Si l'on se gratte beaucoup à Lyon, c'est qu'il y a là-bas une petite bête qui monte, qui monte... et qui démange. Cette petite bête, c'est ROSENKREUZ, un groupe de metal industriel gothique fondé en 2015 et qui, après un premier EP en 2017 et une signature chez Adipocere Records, a sorti son premier album fin 2019. Comme ça nous grattait la crinière, et que notre attention a vite été accaparée par la chose, on a été découvrir Crystal City et ses atours aguichants.

Un univers futuriste dystopique où la drogue et le sexe sont omniprésents ? Des promesses, toujours des promesses. Le monde de ROSENKREUZ semble avoir bien besoin d'une fessée et c'est ce que l'Abbé SM (mécréants qui pensent encore que le vrai ordre est A,B,C,D...) et sa bande proposent avec leur musique. Ambiance glaciale, beats dansants, rythmiques martiales, riffs de guitares bien méchants et chant qui alterne entre une voix grave, théâtrale, et vociférations saturées : ROSENKREUZ a la recette du metal-boum-boum à la sauce teutonne qui réveille dès The Antisocial Manifesto.

Puisqu'il est question de manifeste, Crystal City est celui de l'efficacité. On apprécie tout particulièrement les guitares et la batterie, auxquels une production soignée offre un espace bienvenu et qui insufflent au morceau une énergie et une rage qui font souvent défaut chez les émules de cyber-noirceur (les riffs de Sin Addiction, Vampire Killer ou la sinistre This is War! mordent fort). Côté chant, les inflexions très dramatiques qui s'installent à partir de Lucretia surprennent tout d'abord. Ce côté très DEATHSTARS ou THE KOVENANT tout en gimmicks que ROSENKREUZ s'approprie flirte parfois avec le kitch, mais c'est au détour de la plus mélancolique She's Lost que l'évidence nous frappe alors que plane l'ombre de TYPE O NEGATIVE et du délicieux second degré de l'immense Peter Steele : la voilà l'influence la plus criante et qui donne à ROSENKREUZ une petite touche de folie qui l'éloigne du produit glacé et aseptisé.

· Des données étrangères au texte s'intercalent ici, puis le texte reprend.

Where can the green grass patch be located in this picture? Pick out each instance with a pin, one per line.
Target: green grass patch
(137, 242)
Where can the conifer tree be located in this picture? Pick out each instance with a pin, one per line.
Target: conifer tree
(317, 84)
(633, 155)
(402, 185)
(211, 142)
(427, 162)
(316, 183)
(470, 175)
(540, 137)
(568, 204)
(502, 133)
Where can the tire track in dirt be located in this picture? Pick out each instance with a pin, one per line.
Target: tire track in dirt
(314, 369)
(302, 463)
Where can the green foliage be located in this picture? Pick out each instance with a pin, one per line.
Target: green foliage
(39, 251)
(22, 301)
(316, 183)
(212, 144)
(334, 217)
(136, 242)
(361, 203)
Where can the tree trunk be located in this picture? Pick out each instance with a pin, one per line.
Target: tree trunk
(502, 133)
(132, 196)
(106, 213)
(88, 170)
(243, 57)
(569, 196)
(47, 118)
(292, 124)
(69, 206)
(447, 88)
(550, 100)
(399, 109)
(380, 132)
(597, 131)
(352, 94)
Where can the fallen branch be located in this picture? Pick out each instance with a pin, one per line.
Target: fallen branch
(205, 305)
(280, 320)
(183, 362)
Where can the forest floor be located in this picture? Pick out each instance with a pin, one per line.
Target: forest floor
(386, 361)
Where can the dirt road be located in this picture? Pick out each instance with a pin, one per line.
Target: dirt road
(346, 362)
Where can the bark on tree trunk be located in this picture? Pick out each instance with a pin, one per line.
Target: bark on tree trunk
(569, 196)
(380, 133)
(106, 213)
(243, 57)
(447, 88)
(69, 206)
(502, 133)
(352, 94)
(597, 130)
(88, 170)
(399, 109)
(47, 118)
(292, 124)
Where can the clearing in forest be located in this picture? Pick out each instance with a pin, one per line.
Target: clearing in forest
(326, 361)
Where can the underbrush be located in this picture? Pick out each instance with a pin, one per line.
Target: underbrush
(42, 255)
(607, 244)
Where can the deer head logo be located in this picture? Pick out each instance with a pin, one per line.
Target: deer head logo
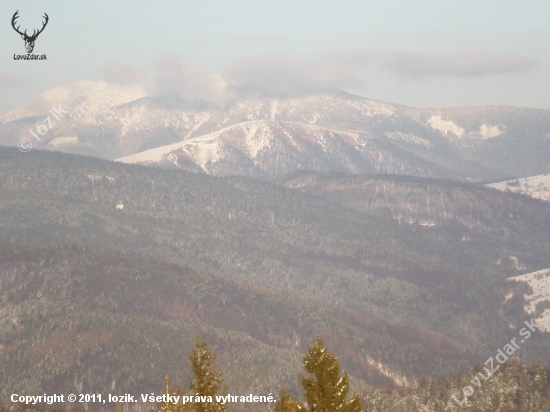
(29, 40)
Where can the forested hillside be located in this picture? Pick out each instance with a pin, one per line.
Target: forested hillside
(397, 298)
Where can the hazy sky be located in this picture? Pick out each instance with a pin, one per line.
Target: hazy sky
(421, 53)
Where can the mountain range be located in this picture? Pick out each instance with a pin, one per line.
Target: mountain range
(271, 137)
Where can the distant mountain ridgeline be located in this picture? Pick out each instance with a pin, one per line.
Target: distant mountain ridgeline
(271, 137)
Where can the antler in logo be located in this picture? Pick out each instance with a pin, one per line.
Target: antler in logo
(29, 40)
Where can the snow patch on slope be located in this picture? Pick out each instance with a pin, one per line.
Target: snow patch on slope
(539, 282)
(489, 132)
(537, 186)
(445, 126)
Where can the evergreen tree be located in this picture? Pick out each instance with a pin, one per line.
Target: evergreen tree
(207, 381)
(326, 390)
(287, 403)
(169, 406)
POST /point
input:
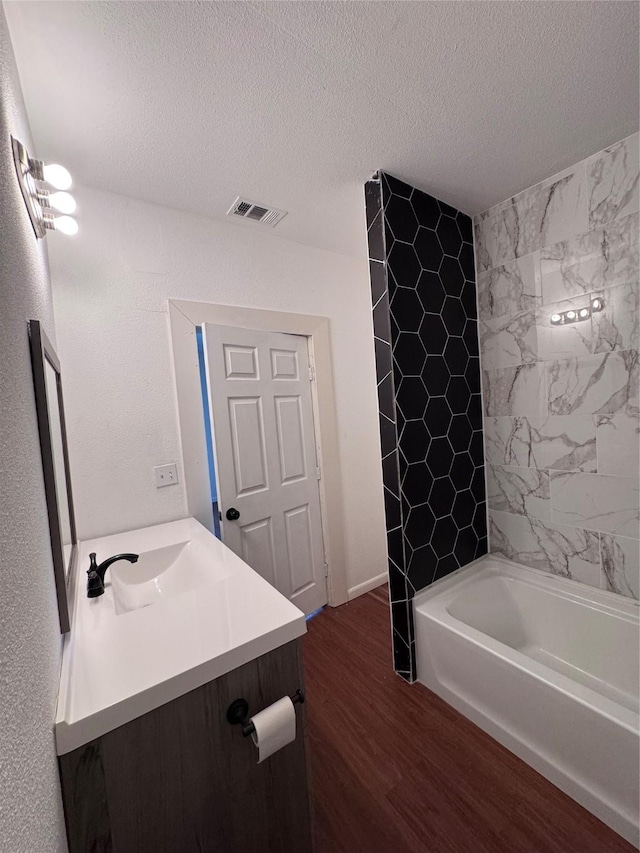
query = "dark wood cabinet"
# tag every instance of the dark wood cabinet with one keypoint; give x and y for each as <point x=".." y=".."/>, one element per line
<point x="181" y="779"/>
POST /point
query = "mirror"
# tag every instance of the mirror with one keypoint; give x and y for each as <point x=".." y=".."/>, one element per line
<point x="55" y="463"/>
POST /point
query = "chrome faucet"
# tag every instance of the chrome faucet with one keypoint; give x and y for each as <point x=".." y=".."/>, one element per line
<point x="95" y="574"/>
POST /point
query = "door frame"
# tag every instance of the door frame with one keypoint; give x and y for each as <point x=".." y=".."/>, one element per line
<point x="184" y="316"/>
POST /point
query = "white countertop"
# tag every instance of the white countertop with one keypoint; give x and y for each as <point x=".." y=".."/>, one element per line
<point x="116" y="667"/>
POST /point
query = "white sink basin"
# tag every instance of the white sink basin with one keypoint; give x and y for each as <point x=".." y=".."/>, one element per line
<point x="162" y="574"/>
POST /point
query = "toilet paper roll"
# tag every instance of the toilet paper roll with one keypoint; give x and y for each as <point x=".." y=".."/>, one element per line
<point x="275" y="727"/>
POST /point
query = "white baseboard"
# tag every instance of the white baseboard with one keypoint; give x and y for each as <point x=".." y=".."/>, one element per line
<point x="367" y="586"/>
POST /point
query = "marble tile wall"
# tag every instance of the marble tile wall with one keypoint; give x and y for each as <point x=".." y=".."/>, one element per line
<point x="561" y="403"/>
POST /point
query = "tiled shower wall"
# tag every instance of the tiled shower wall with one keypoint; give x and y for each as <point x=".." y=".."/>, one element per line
<point x="427" y="361"/>
<point x="561" y="402"/>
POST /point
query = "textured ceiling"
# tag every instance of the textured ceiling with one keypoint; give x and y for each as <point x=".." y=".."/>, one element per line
<point x="189" y="104"/>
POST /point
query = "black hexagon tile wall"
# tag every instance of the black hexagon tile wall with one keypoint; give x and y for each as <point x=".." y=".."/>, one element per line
<point x="426" y="344"/>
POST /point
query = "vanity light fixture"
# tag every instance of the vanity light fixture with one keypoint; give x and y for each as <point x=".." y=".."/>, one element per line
<point x="35" y="179"/>
<point x="573" y="316"/>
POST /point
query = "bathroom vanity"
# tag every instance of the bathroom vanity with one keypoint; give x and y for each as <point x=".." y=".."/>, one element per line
<point x="148" y="760"/>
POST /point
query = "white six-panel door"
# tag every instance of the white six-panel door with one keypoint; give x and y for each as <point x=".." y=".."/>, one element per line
<point x="265" y="456"/>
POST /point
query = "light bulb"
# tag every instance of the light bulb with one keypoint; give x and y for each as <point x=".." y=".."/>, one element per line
<point x="64" y="202"/>
<point x="57" y="176"/>
<point x="66" y="224"/>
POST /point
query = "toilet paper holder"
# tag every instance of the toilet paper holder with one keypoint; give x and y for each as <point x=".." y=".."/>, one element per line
<point x="238" y="712"/>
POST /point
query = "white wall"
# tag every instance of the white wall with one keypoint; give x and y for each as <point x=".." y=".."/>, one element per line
<point x="111" y="285"/>
<point x="30" y="807"/>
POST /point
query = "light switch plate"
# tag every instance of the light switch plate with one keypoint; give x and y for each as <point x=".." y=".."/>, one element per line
<point x="166" y="475"/>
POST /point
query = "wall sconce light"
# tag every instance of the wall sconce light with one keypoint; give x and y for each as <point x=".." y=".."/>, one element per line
<point x="575" y="316"/>
<point x="35" y="178"/>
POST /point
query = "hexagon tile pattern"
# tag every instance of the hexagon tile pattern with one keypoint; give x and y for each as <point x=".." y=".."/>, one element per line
<point x="426" y="343"/>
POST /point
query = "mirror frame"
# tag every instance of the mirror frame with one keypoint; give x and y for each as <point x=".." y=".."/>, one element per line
<point x="42" y="352"/>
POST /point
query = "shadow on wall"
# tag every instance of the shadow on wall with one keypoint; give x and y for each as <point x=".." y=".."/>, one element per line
<point x="426" y="342"/>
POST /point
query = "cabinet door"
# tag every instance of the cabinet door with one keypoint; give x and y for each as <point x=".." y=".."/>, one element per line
<point x="181" y="778"/>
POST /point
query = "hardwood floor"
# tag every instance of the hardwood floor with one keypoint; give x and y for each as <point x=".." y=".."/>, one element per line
<point x="396" y="770"/>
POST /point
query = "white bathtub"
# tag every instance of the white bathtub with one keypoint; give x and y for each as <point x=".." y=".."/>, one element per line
<point x="549" y="668"/>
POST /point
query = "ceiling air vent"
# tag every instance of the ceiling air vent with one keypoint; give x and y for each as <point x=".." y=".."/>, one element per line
<point x="257" y="212"/>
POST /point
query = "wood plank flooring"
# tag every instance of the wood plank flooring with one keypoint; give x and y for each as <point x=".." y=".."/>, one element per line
<point x="396" y="770"/>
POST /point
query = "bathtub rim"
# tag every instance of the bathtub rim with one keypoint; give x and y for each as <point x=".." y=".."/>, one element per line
<point x="432" y="603"/>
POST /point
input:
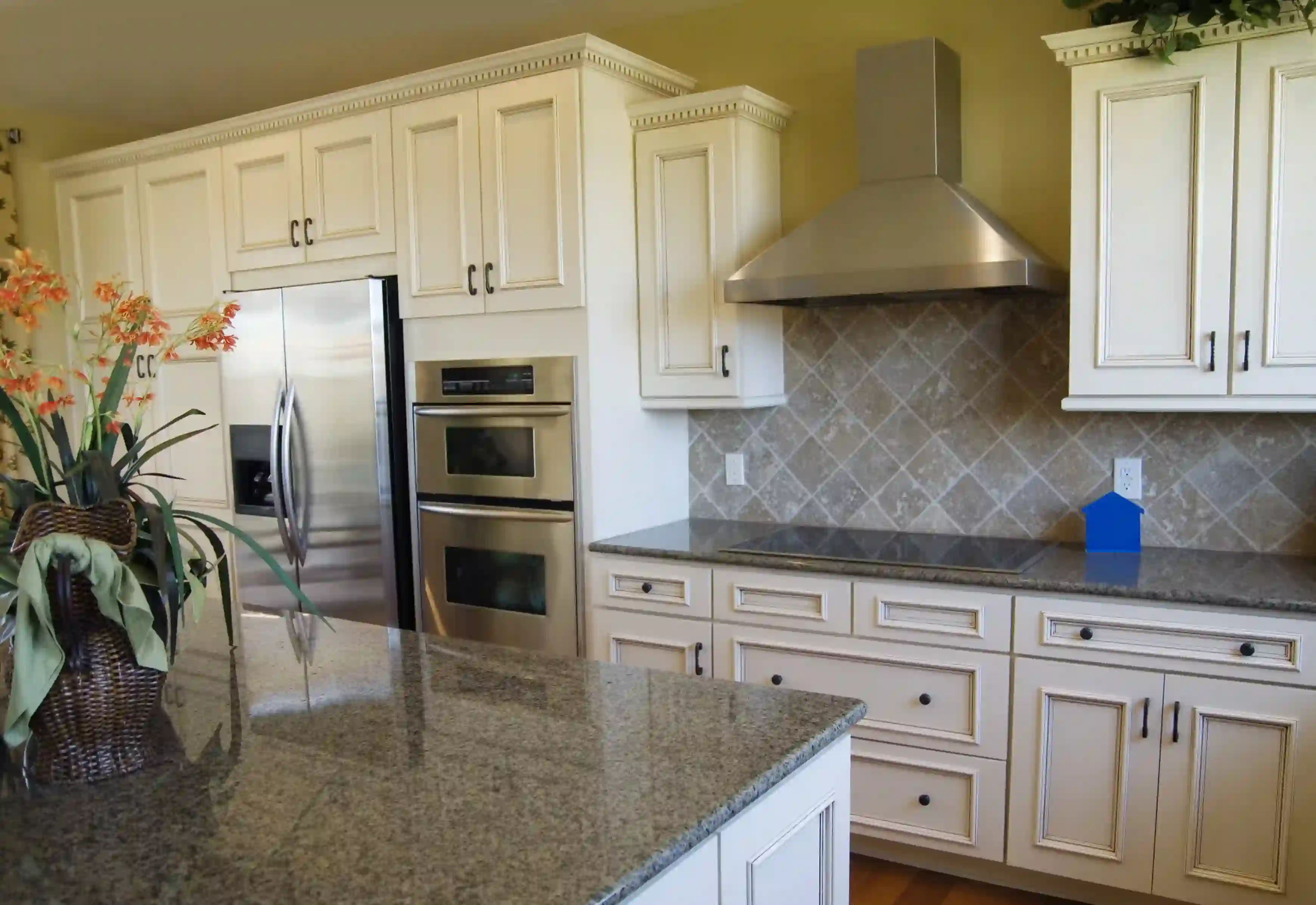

Quand l'odeur sépulcrale du tombeau vient se mêler aux relents d'ajax vitre de cette cité futuriste, c'est tout l'album qui respire. 

Les hits s'enchaînent sans complexe ni fausse pudeur : ROSENKREUZ assume pleinement de ne pas faire dans l'avant-garde élitiste et propose un metal industriel accrocheur taillé pour secouer le public des festivals allemands, tout en soignant un univers dans lequel le romantisme gothique rencontre la froideur futuriste, intercalant ici ou là un solo entre deux boucles déshumanisées (For Eternity...). C'est du travail bien fait et soigné, qui réussit même à être touchant quand il transpire de manière criante l'amour sincère du groupe pour ses illustres modèles.